Photo Julio César Mesa 2015. Courtesy proyectohelicoide.com.jpg
El Helicoide was built in the 1950s. Photo: Julio César Mesa, 2015. Courtesy of proyectohelicoide.com

A complicated litigation between the construction firm, the store owners (a novel form of fundraising) and the state arose. Apparently even Nelson Rockefeller, who had several businesses in Venezuela (foremost among them the Creole Petroleum Corporation, which was for several years the most important oil producer in the world), became interested in buying El Helicoide, but red tape made it impossible. The construction firm went bankrupt and all work on the building ceased by 1961, one year short of its completion. Left in raw concrete, years of abandonment followed. In 1975, the structure passed to the hands of the state.

El Helicoide is surrounded by shantytowns, locally known as barrios, namely those of San Agustín del Sur. Like so many other barrios that now represent more than half of Caracas’ built environment, this community started as shacks built by rural migrants in the mid-19th century, growing exponentially after the discovery of oil in 1918 and the industrial modernization of Caracas that started in the late 1930s.

The building’s construction coincided with the wide-ranging, state-led projects created to demolish such informal housing developments at the time, and played a crucial role in the urban planning of mid-century Caracas. As such, El Helicoide’s futuristic 1950s form embodied the dramatic contrast between an oil-fueled modernization, devised to propel the country from a semi-feudal economy into a 20th century industrial powerhouse, and the enormous social inequities on which this process rode. These disparities, which kept 80% of Venezuelans in misery, paved the way to Hugo Chávez’s Bolivarian Revolution.

Had this self-styled socialism kept its promises, the barrios’ inhabitants would have been provided with proper housing and living conditions. Instead, San Agustín del Sur is now considered one of the most dangerous shantytowns in Caracas. Its residents have suffered through El Helicoide’s different phases, starting when sections of the community were razed to make way for the building; continuing with the 1979-1982 “Great Occupation,” when 10,000 people stayed in the building for three years in dire conditions; and enduring since 1985 a different sort of threat once the intelligence police (then DISIP, now SEBIN) was officially granted a 15-year lease for the building’s two lower levels, where the prisoner’s cells are located.

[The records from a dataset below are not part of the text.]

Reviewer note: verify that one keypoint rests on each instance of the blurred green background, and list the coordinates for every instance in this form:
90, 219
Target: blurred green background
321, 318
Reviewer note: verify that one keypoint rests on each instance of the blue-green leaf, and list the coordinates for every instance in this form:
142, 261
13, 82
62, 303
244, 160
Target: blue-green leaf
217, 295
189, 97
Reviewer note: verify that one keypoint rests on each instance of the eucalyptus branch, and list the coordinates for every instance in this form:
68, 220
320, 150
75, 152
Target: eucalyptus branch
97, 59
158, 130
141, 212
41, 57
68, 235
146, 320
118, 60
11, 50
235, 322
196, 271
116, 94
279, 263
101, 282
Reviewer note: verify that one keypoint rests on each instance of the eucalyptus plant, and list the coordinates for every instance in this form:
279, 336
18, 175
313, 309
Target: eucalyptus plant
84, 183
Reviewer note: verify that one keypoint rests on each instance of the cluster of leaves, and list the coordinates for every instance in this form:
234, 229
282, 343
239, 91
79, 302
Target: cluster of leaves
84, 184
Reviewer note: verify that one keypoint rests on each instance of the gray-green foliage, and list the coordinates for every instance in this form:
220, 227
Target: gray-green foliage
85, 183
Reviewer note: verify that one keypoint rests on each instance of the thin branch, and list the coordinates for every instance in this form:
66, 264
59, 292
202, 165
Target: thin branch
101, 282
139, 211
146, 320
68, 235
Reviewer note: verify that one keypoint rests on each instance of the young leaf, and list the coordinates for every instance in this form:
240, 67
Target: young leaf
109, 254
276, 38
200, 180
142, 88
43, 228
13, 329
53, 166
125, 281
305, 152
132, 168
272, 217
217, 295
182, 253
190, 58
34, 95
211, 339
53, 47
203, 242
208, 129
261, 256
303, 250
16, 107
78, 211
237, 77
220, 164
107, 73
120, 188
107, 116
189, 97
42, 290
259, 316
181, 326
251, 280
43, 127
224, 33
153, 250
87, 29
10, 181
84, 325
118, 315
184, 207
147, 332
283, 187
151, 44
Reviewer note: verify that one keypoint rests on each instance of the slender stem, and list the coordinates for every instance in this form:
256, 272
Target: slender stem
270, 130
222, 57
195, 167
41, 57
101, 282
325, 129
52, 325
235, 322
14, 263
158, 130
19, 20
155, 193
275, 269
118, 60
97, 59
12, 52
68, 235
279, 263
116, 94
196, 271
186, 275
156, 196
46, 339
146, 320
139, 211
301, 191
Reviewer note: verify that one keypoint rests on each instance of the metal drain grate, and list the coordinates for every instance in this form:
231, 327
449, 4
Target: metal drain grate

Although it held political prisoners since the beginning of this last occupation, El Helicoide’s role as a spiral jail and torture center became publicly visible after the massive protests of 2014 and 2017, when hundreds of students were taken and retained there illegally, some for months and even years.

Venezuelan authorities have long denied cases of torture there. For instance, in May 2018 Venezuela’s Attorney General Tarek Saab speaking with CNN Espanol rejected prisoners’ claims of torture, extortion and minors being held inside the center.

This year, as the Maduro government has been increasingly cornered by the National Assembly and the international powers that are declaring his second mandate illegitimate, governmental repression has brutally focused on the barrios of Caracas. Their inhabitants, formerly the proud followers of a Bolivarian Revolution that gave them hope and dignity, have been the most affected by its failure. They now fight against the official armed forces of a government that claims to protect them while striking their communities with violent night raids away from TV cameras and social media.

Once hailed as the would-be icon of Venezuela’s fast paced modernity, El Helicoide’s downward spiral sadly represents the collapse of a national dream built on untenable social divisions.

One can only hope that both country and building will rise from their current situation and meet the challenges of a country whose vast oil reserves still hold an unfulfilled potential. For this to happen, justice must be served for the country’s political prisoners, but also for its ever-present masses of urban poor.